Denkt es. Mich allerdings erinnern all diese Leute nicht an Gratian. Eher an eine Bande besoffener Halbstarker, die eine zugedröhnte 17-jährige an das Steuer von Papas Auto gelassen haben, und die bei der Raserei, dem Gebrüll und Gejohle den Wagen der Rezipienten traf und verbeulte. Und nun quillt das erst schockierte, dann aber zumehmend von sich selbst berauschte Jungvolk von den Rücksitzen und schreit die verdutzten Rezipienten an, was sie eigentlich auf ihrer Strasse verloren haben, warum sie im Weg waren, warum sie nicht erkennen, dass alles in Ordnung war und warum sie es überhaupt wagen, hier einen Unfallschaden zu sehen, es ist doch alles prima und die Intertextualitätsbeule im Wagen muss so sein, und überhaupt seien sie schuld und hätten die Fahrerin irritiert, das arme Hascherl. Auf Einsicht und Entschuldigung wartet man vergeblich, es wird gebrüllt, zeilengekotzt und podcastgeschrien, damit diese Idioten endlich verschwinden und die Party in Papas Auto weitergehen kann, und der Verursacherin Freundin Radisch schreit auch noch die Nachdenklich an, das sei alles die Frauenfeindlichkeit alter Männer. Und jetzt sollen die Frager endlich verschwinden und das Maul halten.

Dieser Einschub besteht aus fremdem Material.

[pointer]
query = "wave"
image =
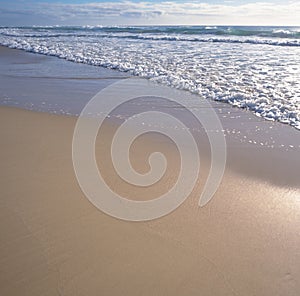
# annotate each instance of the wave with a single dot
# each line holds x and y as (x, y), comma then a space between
(261, 78)
(279, 32)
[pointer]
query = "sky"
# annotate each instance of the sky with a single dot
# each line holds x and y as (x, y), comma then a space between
(146, 12)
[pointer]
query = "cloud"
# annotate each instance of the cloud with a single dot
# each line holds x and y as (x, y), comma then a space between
(190, 12)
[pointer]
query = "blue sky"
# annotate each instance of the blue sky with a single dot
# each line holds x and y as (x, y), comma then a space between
(146, 12)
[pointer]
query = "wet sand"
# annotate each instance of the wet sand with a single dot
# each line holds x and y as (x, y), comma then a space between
(55, 242)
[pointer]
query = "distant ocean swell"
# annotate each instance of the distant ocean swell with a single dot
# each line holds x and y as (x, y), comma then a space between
(257, 68)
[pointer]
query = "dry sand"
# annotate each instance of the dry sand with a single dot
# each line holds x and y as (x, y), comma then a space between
(55, 242)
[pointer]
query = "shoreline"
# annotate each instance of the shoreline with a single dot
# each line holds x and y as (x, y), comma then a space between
(55, 242)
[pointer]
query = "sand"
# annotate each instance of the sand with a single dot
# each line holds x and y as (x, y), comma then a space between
(53, 241)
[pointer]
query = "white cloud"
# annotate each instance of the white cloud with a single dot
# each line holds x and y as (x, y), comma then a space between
(127, 12)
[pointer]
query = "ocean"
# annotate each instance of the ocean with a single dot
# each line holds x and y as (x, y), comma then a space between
(257, 68)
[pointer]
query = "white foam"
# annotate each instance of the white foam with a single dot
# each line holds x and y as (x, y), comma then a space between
(259, 77)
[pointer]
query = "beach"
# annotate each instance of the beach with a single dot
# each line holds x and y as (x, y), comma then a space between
(245, 241)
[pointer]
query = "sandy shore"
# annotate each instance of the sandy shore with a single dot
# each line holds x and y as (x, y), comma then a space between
(55, 242)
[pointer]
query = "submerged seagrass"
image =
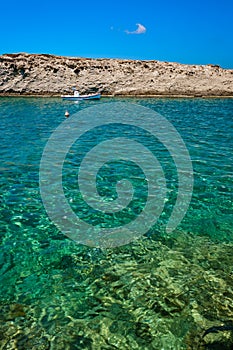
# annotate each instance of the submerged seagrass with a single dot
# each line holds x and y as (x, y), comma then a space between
(161, 291)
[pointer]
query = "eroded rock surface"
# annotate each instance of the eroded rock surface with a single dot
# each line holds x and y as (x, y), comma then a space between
(43, 74)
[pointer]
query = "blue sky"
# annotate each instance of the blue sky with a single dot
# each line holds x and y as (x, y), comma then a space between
(198, 32)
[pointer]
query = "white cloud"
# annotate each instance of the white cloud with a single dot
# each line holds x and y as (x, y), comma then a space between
(140, 30)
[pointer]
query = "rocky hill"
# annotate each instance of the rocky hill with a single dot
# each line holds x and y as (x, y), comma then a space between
(28, 74)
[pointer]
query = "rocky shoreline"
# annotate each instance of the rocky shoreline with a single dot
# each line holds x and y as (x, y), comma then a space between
(48, 75)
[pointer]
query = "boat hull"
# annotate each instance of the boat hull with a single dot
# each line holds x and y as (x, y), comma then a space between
(81, 97)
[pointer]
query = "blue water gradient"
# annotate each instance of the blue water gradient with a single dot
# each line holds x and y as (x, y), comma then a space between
(148, 293)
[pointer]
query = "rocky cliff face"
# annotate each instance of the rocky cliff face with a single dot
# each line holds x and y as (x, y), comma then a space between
(54, 75)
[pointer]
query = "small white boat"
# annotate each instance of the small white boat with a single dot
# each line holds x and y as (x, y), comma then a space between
(77, 97)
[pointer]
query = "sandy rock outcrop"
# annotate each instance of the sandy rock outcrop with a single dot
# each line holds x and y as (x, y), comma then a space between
(42, 74)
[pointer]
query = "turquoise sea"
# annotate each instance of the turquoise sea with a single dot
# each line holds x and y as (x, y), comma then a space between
(161, 291)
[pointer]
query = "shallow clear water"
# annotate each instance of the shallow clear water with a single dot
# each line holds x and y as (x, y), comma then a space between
(159, 292)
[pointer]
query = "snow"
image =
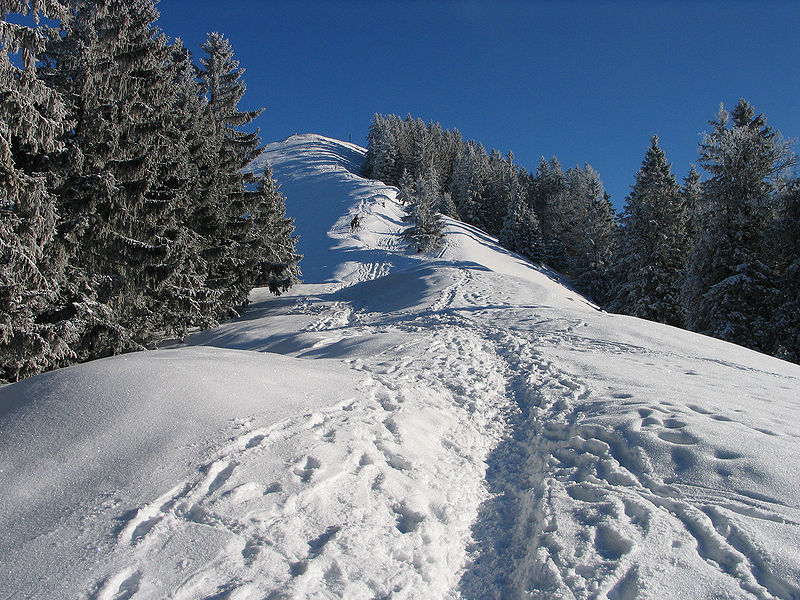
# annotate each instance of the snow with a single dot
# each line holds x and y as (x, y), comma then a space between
(455, 425)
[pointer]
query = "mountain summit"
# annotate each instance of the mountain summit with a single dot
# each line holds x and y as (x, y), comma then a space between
(403, 425)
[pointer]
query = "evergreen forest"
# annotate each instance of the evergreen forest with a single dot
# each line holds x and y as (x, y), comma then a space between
(125, 217)
(719, 256)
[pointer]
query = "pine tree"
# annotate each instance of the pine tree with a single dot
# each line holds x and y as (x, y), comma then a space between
(35, 334)
(729, 291)
(649, 264)
(691, 193)
(550, 200)
(225, 219)
(470, 173)
(119, 200)
(591, 237)
(784, 247)
(271, 258)
(521, 232)
(426, 232)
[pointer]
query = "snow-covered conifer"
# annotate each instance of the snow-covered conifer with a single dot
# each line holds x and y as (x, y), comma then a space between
(34, 333)
(521, 232)
(651, 254)
(426, 232)
(729, 291)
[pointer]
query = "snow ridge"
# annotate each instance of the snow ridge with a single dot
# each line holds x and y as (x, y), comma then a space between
(406, 426)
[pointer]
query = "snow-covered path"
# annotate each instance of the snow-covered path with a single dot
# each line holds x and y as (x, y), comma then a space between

Mir ist vollkommen unklar, mit welchem Recht diese Leute eigentlich glauben, sich bei meinen Eltern als Dienstleister für den Kulturbetrieb bewerben zu können. Ich weiss nur, dass mir dieses heilige Feuilleton deutscher Nation – in einem guten, alten Westviertelverständnis – entsetzlich peinlich ist.